Sequestration is literally heating things for at least one federal agency, a government executive is charging.
In order to cut costs, one agency decided to “raise building-set temperatures to 80 degrees," which the executive said was hurting employee morale, according to a new report made public this week. That's warmer than the Occupational Safety and Health Administration-recommended 68- to 76-degree range for office temperatures.
The report, "Reflections of Presidential Distinguished Ranked Employees" quoted gripes from winners of the Presidential Distinguished Rank, the top award given to federal employees, less than two months after the sequestration began on March 1. Published by the Senior Executive Association Professional Development League, the report was made public this week by GovExec. Neither the agency nor employees quoted were identified.

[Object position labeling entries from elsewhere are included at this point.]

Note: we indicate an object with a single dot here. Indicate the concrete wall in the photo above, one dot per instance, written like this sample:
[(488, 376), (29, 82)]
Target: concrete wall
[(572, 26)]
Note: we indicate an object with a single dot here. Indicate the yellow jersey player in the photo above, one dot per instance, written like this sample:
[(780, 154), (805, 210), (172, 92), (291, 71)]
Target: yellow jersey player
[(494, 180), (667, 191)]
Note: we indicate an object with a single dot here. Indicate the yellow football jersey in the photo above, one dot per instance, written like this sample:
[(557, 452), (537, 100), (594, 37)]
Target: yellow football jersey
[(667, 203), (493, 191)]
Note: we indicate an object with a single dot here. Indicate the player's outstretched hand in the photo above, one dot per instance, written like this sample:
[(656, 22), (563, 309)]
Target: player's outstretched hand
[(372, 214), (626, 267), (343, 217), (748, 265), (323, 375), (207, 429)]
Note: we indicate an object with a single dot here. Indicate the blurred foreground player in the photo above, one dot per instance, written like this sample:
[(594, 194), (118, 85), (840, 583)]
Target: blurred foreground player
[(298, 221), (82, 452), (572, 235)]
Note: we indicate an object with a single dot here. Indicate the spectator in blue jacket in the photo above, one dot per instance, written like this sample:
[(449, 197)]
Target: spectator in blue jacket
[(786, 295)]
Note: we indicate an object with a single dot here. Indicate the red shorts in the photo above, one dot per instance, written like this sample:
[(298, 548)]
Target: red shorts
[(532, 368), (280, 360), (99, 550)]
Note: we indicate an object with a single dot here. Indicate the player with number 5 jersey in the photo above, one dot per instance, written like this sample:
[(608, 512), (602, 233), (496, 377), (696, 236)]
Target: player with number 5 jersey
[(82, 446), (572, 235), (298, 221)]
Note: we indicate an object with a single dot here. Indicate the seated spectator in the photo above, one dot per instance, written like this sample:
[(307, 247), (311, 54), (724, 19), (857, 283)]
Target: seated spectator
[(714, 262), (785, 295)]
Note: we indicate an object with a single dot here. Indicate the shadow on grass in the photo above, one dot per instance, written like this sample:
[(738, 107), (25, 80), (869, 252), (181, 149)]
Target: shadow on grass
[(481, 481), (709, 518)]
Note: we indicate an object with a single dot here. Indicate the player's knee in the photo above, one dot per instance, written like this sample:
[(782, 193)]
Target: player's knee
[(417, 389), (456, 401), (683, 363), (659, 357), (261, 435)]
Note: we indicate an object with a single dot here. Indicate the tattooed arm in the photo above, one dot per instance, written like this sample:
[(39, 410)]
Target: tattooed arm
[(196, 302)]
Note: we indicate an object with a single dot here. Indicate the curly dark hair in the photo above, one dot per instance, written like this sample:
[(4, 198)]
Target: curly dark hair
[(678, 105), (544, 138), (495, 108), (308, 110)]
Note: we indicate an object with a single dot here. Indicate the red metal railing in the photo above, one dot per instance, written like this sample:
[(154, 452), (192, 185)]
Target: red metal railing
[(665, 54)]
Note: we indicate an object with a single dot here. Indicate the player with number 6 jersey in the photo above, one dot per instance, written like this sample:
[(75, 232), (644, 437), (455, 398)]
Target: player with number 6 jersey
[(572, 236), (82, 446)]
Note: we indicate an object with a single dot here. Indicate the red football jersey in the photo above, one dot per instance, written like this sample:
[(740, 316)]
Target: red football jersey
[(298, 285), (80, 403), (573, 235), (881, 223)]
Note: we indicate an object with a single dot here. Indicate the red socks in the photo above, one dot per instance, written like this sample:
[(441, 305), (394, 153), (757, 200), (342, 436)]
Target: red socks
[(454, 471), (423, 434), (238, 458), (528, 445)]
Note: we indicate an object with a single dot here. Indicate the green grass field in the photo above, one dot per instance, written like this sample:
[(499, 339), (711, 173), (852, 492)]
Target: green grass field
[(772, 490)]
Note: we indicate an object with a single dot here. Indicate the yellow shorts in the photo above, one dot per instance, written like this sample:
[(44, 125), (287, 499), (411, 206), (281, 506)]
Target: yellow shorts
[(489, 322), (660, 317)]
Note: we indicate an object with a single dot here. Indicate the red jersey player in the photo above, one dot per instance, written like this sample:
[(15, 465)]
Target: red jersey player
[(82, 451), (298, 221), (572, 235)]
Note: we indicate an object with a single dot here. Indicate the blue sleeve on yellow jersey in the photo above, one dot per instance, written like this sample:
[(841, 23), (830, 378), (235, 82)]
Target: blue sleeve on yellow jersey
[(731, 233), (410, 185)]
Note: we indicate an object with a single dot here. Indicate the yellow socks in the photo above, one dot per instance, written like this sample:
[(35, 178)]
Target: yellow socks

“To make matters worse, you hear people on the Hill saying, 'Well, what's the big deal about raising the temperature a little – or furloughing an employee for one day a period?'” another executive was quoted as saying in the report.
Several comments were given at a meeting of the government 54 employees at an April 24 gathering of the Presidential Distinguished rank employees.
The remarks generally reflected employees who felt they were “damned if we do and damned if we don't,” when it comes to dealing with budget makers on Capitol Hill.
"If the problems do occur, there will be the casting of blame," an employee said.
Another said, "Somebody up on the Hill is going to say, 'See, they were just hiding all the fat. We knew it was there. They managed a 5 percent cut. Next year, let's hit them with 10," according to the report.
Sequestration is a 3 percent reduction in the rate of spending growth for fiscal year 2013. Sequestration took effect on March 1 and could last through 2021 unless Congress and the president agree on a budget to end it.